OBJECTIVES: to evaluate the implementation of an integrated care model for thyroid disease on thyroid surgery at the University Hospital "Federico II" of Naples (Campania Region, Southern Italy). DESIGN: quasi-experimental design employing an interrupted time series analysis. SETTING AND PARTICIPANTS: all subjects who were admitted to the University Hospital "Federico II" for thyroid surgery between January 2008 and December 2018. The integrated care model for thyroid disease was implemented starting from January 2016. MAIN OUTCOME MEASURES: rate of partial thyroidectomies over all thyroidectomies; rate of diagnosed thyroid cancers over all diagnosed thyroid tumours; length of stay (LOS). Differences pre- and post-interventions were assessed employing Poisson (for count outcomes) and linear (for continuous outcomes) regression models.

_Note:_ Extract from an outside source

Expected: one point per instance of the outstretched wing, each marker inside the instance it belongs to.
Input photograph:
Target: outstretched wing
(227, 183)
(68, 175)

Models were adjusted for age, gender, tumour diagnosis (none, benign, malignant), Charlson index, and discharge month. RESULTS: data on 4,233 thyroidectomies were included. There was no difference between pre- and post-intervention trends for the rate of partial thyroidectomies over all thyroidectomies (pre-intervention: IRR 1.00; 95%CI 0.99;1.00 - post-intervention: IRR 1.00; 95%CI 0.98;1.02) and for the rate of diagnosed thyroid cancers over all thyroid tumours (pre-intervention IRR 0.99; 95%CI 0.99;1.00 - post-intervention IRR 1.00; 95%CI 0.99;1.01). On the contrary, the LOS reduced from 4.5 (±4.3) days in 2008 to 3.2 (±3.2) days in 2018. The multivariate analysis confirmed this reduction, estimated to be 1.1 days on average in the pre-intervention eight-year period (pre-intervention coefficient -0.01; 95%CI -0.02;-0.01), followed by an even greater reduction in the post-intervention three-year period which was estimated to be 1.1 day (post-intervention: coefficient -0.03; 95%CI -0.05;-0.01). CONCLUSIONS: the implementation of an integrated care model for thyroid disease contributed to reduce the LOS for thyroidectomies, improving the efficiency in the management of thyroid disease. However, this intervention had no impact in reducing the rate of total thyroidectomies.